Wednesday, June 14, 2006
Unhealthy thoughts in a MultiCultClassics Monologue…
• A consumer group is suing Colonel Sanders to stop frying stuff in unhealthy fat. “Trans fat is almost everywhere on [the KFC] menu. By frying in such a dangerous oil, KFC is making its unsuspecting consumers’ arteries Extra Crispy,” said a consumer group spokesperson. Maybe the fast feeder’s tagline should be revised to “Chicken Capital Offense USA.”
• A retired Wisconsin farmer wants to create a memorial to Adolf Hitler. The farmer had served in the German army during World War II. “I like the U.S.,” he said. “I can’t understand why people don’t know the truth. This is for understanding, not hate.” Hope the man will understand when people hate him.
• An investigation has found FEMA handed out over $1.4 billion in fake assistance to Hurricane Katrina victims. Shysters used the money for everything from porn videos to vacations to season tickets to New Orleans Saints football games.
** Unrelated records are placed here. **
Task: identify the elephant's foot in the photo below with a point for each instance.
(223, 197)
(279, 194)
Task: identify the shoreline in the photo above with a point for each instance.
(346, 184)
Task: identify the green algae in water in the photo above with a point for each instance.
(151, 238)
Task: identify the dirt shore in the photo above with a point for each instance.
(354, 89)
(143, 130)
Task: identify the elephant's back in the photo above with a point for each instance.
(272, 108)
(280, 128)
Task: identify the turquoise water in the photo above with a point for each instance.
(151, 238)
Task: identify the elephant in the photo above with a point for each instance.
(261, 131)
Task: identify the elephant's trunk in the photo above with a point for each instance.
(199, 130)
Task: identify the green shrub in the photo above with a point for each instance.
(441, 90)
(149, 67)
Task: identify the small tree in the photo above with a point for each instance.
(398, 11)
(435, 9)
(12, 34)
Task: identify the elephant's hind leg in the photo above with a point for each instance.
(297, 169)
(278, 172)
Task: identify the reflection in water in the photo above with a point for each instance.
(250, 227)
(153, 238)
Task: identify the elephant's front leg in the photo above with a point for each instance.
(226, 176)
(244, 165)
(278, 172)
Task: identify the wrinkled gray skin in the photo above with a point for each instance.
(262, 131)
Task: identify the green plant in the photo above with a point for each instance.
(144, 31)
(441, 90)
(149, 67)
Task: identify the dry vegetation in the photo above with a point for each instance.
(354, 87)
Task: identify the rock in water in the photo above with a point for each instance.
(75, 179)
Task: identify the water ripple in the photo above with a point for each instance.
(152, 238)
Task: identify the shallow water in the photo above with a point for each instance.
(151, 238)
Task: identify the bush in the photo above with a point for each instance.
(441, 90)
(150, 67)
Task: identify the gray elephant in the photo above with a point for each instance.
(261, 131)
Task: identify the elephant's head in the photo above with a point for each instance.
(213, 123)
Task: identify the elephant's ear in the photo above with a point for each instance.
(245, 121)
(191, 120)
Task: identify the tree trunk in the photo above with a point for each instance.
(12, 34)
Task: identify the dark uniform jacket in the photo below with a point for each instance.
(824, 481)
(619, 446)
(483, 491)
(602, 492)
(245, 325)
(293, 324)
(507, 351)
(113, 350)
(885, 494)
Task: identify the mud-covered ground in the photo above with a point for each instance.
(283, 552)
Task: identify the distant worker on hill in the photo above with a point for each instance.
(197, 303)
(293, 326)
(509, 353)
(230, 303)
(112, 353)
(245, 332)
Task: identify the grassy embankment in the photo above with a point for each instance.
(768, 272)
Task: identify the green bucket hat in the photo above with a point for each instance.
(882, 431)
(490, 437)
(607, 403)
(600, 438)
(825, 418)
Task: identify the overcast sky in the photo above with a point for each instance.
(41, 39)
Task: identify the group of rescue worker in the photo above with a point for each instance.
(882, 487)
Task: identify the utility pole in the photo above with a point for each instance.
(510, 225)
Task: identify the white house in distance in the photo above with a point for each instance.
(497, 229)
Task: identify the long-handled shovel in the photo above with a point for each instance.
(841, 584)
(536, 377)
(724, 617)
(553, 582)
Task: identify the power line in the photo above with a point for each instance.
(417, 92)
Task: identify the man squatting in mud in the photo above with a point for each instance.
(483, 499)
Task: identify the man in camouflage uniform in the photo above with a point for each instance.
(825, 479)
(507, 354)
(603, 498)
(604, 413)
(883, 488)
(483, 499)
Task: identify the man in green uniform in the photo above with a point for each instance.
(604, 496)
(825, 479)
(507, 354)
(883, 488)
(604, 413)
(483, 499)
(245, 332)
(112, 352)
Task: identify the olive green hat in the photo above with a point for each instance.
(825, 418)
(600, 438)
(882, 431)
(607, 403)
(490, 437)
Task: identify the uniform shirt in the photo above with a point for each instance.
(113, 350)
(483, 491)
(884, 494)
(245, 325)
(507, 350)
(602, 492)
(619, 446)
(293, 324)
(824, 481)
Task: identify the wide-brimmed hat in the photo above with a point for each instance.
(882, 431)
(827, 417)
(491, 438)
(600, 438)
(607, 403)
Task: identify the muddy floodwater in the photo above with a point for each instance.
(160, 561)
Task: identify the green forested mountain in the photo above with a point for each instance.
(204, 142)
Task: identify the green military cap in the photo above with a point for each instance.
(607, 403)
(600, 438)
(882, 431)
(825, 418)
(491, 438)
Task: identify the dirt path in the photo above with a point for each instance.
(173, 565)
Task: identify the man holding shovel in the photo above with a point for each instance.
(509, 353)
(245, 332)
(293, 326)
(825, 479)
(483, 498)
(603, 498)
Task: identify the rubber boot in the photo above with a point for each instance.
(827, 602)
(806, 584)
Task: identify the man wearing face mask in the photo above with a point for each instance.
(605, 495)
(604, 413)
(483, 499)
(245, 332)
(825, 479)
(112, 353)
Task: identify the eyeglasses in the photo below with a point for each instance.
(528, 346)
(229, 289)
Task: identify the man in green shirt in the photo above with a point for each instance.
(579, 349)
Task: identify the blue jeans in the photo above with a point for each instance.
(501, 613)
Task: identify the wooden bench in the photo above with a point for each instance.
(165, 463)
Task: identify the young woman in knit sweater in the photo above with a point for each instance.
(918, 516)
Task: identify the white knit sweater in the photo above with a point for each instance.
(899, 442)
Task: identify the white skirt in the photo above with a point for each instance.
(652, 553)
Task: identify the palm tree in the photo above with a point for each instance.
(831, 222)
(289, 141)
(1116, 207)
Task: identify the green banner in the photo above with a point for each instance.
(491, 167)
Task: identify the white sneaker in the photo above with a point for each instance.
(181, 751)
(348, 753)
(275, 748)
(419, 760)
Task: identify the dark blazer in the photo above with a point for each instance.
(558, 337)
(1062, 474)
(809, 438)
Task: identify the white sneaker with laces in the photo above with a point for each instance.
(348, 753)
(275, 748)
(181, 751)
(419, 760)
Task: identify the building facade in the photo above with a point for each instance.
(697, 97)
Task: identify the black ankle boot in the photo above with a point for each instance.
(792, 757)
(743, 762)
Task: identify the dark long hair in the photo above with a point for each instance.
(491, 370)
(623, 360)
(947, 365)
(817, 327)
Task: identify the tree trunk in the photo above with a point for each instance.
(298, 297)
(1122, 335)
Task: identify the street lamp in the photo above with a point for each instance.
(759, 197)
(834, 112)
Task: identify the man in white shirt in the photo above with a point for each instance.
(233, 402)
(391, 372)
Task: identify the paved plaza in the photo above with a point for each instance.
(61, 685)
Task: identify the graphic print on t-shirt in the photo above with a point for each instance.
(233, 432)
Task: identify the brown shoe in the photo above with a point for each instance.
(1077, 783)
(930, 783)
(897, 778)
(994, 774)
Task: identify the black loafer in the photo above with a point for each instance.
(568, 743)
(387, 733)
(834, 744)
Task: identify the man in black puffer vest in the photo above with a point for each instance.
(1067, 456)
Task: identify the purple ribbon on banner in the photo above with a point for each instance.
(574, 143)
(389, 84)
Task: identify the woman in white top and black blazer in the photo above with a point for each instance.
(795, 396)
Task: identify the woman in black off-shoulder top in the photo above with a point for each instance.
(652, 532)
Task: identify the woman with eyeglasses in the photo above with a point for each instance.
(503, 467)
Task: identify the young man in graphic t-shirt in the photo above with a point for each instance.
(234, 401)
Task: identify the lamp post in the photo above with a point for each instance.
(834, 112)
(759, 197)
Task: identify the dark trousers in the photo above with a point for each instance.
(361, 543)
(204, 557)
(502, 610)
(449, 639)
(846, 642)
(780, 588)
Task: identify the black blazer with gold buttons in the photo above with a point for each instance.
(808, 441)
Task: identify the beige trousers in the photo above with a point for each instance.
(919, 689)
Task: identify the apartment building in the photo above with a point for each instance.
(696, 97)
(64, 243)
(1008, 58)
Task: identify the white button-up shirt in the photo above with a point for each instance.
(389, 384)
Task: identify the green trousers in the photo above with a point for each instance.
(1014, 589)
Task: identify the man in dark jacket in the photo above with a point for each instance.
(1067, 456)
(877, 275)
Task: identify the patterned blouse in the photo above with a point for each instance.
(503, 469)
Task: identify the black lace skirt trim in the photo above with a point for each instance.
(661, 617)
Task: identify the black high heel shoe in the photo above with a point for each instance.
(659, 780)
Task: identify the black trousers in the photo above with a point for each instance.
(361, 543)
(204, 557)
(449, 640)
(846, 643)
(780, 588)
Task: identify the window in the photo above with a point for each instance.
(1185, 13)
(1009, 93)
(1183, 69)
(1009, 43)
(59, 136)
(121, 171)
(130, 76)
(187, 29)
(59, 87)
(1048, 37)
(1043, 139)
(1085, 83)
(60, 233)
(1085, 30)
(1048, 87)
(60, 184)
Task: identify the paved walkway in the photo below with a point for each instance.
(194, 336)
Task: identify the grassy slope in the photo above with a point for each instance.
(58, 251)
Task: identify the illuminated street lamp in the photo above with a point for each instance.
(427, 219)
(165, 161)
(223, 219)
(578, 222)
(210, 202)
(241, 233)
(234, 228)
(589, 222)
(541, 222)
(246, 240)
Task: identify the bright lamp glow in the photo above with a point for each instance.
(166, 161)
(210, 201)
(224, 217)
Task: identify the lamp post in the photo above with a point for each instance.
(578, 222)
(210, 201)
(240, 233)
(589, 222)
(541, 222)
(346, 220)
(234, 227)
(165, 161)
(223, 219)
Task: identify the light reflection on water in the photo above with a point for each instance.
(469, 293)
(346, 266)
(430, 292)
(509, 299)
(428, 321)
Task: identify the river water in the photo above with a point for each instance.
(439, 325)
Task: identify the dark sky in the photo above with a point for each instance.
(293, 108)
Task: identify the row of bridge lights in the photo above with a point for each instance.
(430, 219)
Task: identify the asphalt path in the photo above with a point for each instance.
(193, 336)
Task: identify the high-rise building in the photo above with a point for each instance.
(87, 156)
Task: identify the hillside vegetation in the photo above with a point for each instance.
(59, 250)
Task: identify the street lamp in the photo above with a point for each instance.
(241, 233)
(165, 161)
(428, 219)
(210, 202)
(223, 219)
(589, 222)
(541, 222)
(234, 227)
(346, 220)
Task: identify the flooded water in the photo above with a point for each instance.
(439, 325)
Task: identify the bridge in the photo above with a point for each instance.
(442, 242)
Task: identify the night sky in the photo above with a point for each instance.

Although one could argue the Saints presented greater disasters than the hurricane.
• Physicist Stephen Hawking proclaimed that mankind must ultimately leave Earth to inhabit other places in the universe, as there are increasing indications that our planet will be destroyed. “It is important for the human race to spread out into space for the survival of the species,” said Hawking. “Life on Earth is at the ever-increasing risk of being wiped out by a disaster, such as sudden global warming, nuclear war, a genetically engineered virus or other dangers we have not yet thought of.” Hawking’s “work has been highly theoretical physics, not in astrophysics or global politics or anything like that,” said an astrophysicist from MIT. “He is certainly stepping outside his research domain.” Actually, Hawking can’t step at all.